I confirmed the issue by further googling and found my friend Major Hayden's post when I ran into this same thing: https://major.io/2019/03/04/stop-audio-pops-on-intel-hd-audio/ it has a better writeup, more detail etc. But I post here so that I can easily find this myself for future me. I also thanked past Major here: https://twitter.com/davidmedberry/status/1371588276176363521

Friday, October 25, 2019

Deja Vu All Over Again

I recently joined Cray Research, the supercomputer folk, after 1.5 years doing pre-sales engineering for a technology I love. However, I didn't actually love (nor even really like) sales itself. So I'm back to doing engineering.

Two days after Cray hired me, their merger with Hewlett Packard Enterprise (HPE) completed, so I'm back at HP (but now HPE). Most of the impact of that change occurs on January 1, 2020.

So not only the yogiberra-ism of "Deja Vu All Over Again" but also the godfather-ism of "When I thought I was out, they pull me back in."

Monday, July 1, 2019

ansible tower token authentication

Reminder to self mostly, when refreshing your memory about tokens, start with this page:
ansible authentication methods and tokens

I'll come back here when I have something more substantive to say about this. The PAT token is dead easy, straight-forward and has naught to do with Point After Try.

Friday, April 12, 2019

letsencrypt with certbot

Well, the title is the task I was trying to accomplish but I kept getting an error. Turns out, the awscli in Ubuntu is seriously out of date. It gives an error like:
'AWSHTTPSConnection' object has no attribute 'server_hostname'
when using certbot (more on that below). The simple and easily googleable fix was to remove the ubuntu awscli package and pip install a newer version:
sudo apt-get remove awscli
pip install --upgrade awscli
I'd recommend doing that pip install in a venv (python virtual environment), especially if you have other "cloud tools" installed that way.
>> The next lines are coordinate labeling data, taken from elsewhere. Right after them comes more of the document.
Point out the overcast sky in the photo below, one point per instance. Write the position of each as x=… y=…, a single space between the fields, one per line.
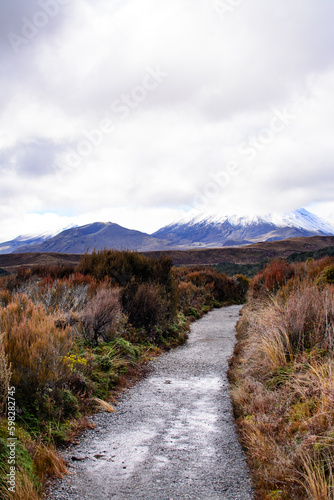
x=135 y=111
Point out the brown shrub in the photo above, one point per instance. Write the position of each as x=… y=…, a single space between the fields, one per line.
x=34 y=346
x=271 y=279
x=5 y=376
x=101 y=315
x=145 y=305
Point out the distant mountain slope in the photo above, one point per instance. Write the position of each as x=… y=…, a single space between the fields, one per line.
x=218 y=229
x=205 y=230
x=249 y=254
x=19 y=242
x=98 y=235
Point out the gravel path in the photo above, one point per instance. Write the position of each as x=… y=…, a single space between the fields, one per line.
x=173 y=436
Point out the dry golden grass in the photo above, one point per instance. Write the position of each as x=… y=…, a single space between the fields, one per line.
x=318 y=483
x=283 y=392
x=103 y=405
x=48 y=463
x=24 y=489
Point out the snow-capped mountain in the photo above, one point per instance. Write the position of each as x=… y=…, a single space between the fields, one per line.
x=21 y=241
x=216 y=229
x=196 y=230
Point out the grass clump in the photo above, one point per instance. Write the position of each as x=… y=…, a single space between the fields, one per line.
x=282 y=376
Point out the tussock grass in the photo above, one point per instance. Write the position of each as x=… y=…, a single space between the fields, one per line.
x=282 y=376
x=103 y=405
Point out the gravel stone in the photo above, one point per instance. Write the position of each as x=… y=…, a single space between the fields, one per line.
x=173 y=436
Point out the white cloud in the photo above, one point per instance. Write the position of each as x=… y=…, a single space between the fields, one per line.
x=227 y=80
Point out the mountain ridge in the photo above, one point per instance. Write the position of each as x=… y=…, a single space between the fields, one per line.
x=195 y=230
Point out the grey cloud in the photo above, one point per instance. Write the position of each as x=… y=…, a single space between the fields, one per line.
x=31 y=159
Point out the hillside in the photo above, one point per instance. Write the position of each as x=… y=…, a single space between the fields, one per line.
x=216 y=229
x=250 y=254
x=98 y=236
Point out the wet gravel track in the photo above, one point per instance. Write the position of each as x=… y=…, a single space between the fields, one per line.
x=173 y=436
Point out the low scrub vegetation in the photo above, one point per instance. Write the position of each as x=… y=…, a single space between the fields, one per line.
x=70 y=337
x=282 y=376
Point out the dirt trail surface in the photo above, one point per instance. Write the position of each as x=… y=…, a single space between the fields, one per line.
x=173 y=436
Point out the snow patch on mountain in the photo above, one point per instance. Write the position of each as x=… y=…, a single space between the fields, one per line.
x=301 y=219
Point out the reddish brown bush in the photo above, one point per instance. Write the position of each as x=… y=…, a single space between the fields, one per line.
x=101 y=316
x=273 y=277
x=145 y=305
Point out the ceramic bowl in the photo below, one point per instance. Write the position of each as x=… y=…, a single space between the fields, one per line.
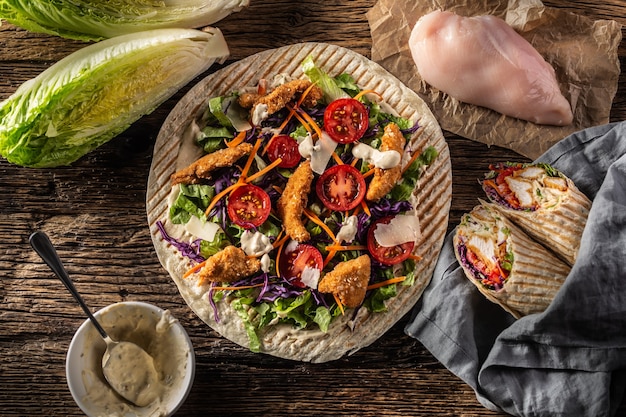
x=148 y=326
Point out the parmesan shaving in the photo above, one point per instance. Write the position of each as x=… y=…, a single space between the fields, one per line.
x=401 y=229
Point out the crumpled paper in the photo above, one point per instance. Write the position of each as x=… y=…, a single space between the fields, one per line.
x=583 y=53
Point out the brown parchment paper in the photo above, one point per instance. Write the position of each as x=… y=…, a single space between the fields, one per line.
x=583 y=53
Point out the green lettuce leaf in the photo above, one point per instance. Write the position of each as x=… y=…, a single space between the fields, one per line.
x=97 y=19
x=94 y=94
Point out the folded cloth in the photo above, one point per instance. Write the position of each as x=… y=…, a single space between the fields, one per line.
x=569 y=360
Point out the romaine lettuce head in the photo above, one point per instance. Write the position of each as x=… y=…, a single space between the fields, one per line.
x=97 y=92
x=98 y=19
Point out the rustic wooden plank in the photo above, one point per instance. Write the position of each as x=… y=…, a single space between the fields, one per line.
x=94 y=211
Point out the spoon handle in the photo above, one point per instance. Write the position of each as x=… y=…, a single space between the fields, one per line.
x=42 y=245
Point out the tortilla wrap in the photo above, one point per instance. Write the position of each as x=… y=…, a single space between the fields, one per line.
x=174 y=149
x=535 y=275
x=552 y=209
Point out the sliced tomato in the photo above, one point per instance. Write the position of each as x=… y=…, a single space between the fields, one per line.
x=341 y=187
x=388 y=255
x=292 y=264
x=249 y=206
x=286 y=148
x=346 y=120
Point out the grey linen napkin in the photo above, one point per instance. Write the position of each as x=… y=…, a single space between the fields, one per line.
x=571 y=359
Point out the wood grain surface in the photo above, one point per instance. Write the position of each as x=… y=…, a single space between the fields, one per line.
x=94 y=211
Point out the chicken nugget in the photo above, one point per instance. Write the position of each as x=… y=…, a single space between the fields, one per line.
x=384 y=179
x=228 y=265
x=294 y=199
x=348 y=281
x=201 y=168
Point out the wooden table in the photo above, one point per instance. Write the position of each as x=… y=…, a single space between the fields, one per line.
x=94 y=211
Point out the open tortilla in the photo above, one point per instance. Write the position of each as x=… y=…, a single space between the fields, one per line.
x=174 y=149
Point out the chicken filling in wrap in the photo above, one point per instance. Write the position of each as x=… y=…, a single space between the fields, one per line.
x=526 y=187
x=483 y=248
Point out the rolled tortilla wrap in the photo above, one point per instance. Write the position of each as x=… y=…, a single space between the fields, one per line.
x=505 y=264
x=543 y=202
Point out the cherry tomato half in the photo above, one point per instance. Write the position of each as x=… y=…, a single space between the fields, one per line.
x=249 y=206
x=341 y=187
x=286 y=148
x=346 y=120
x=388 y=255
x=292 y=263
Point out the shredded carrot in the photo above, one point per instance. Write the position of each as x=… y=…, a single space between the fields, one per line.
x=237 y=139
x=264 y=170
x=246 y=167
x=385 y=283
x=279 y=252
x=366 y=209
x=242 y=287
x=345 y=247
x=221 y=194
x=363 y=92
x=194 y=269
x=313 y=217
x=339 y=304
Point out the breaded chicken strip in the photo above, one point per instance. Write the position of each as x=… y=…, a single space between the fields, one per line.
x=281 y=95
x=348 y=281
x=201 y=169
x=228 y=265
x=384 y=179
x=294 y=199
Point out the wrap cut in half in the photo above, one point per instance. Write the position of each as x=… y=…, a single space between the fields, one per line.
x=543 y=202
x=505 y=264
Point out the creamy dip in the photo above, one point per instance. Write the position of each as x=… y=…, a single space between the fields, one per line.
x=165 y=345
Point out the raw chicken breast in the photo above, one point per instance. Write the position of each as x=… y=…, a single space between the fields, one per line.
x=481 y=60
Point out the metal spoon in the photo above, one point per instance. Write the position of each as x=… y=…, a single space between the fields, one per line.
x=128 y=368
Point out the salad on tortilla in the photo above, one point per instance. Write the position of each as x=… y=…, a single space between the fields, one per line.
x=301 y=208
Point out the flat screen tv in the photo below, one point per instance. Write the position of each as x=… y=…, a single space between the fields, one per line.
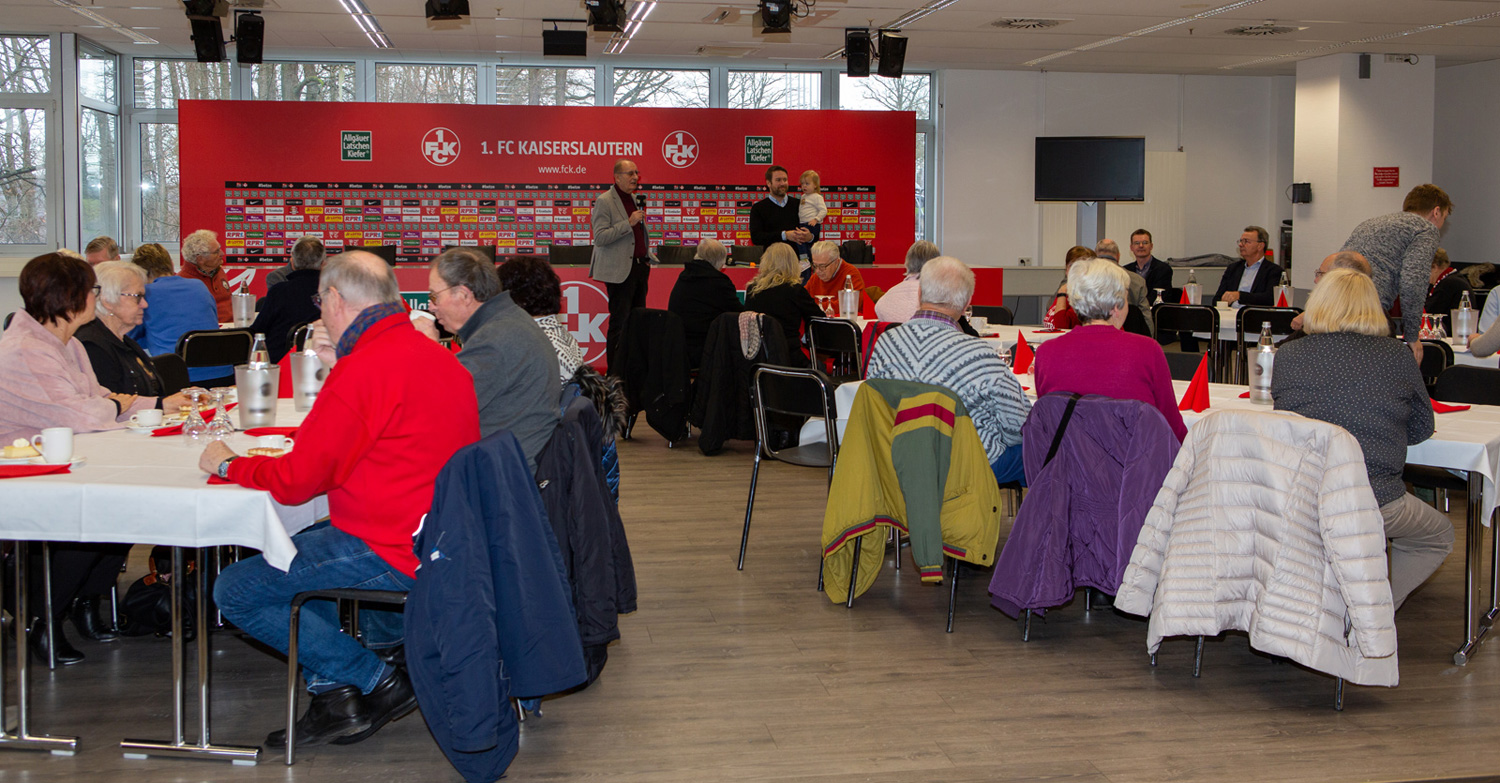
x=1091 y=168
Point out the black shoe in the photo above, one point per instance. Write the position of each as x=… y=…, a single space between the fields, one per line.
x=390 y=701
x=332 y=714
x=84 y=614
x=66 y=654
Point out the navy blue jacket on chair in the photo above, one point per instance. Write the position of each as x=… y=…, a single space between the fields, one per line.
x=489 y=615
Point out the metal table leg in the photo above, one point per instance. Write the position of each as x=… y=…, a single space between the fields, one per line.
x=23 y=738
x=1473 y=560
x=179 y=747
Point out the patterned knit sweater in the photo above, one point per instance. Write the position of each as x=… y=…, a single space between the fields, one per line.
x=935 y=353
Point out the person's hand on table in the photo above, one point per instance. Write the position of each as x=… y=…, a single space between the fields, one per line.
x=213 y=455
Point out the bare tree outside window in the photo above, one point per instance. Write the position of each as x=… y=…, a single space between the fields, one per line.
x=159 y=183
x=26 y=65
x=545 y=86
x=911 y=92
x=302 y=81
x=774 y=89
x=426 y=84
x=660 y=89
x=164 y=83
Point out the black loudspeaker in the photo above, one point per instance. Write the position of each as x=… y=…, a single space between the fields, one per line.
x=207 y=39
x=249 y=38
x=606 y=15
x=447 y=9
x=564 y=42
x=893 y=54
x=857 y=51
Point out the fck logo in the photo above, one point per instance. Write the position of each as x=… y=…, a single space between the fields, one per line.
x=440 y=146
x=680 y=149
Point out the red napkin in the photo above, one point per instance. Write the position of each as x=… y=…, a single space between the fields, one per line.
x=257 y=432
x=1023 y=354
x=21 y=471
x=1196 y=398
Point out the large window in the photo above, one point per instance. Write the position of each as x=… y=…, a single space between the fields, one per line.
x=426 y=84
x=303 y=81
x=774 y=89
x=662 y=89
x=164 y=83
x=545 y=86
Now, why was I doing this and what does the title really mean? Most websites these days need to have an "SSL Cert" that is a signature by a certification authority. Really folks, you need to be doing this these days. Many businesses will not let you browse to a site that has a self signed cert and won't let you browse to a non-https site at all. But this is super easy as Let's Encrypt and certbot do all the work. I merely followed the steps here:
https://hackernoon.com/easy-lets-encrypt-certificates-on-aws-79387767830b

(Make sure you have certbot installed first. Your OS may have it packaged or "brew install certbot" on a Mac.)

And as with all of my recent posts, this is just mostly so I won't spend another 1/2 day trying to remember or recreate this.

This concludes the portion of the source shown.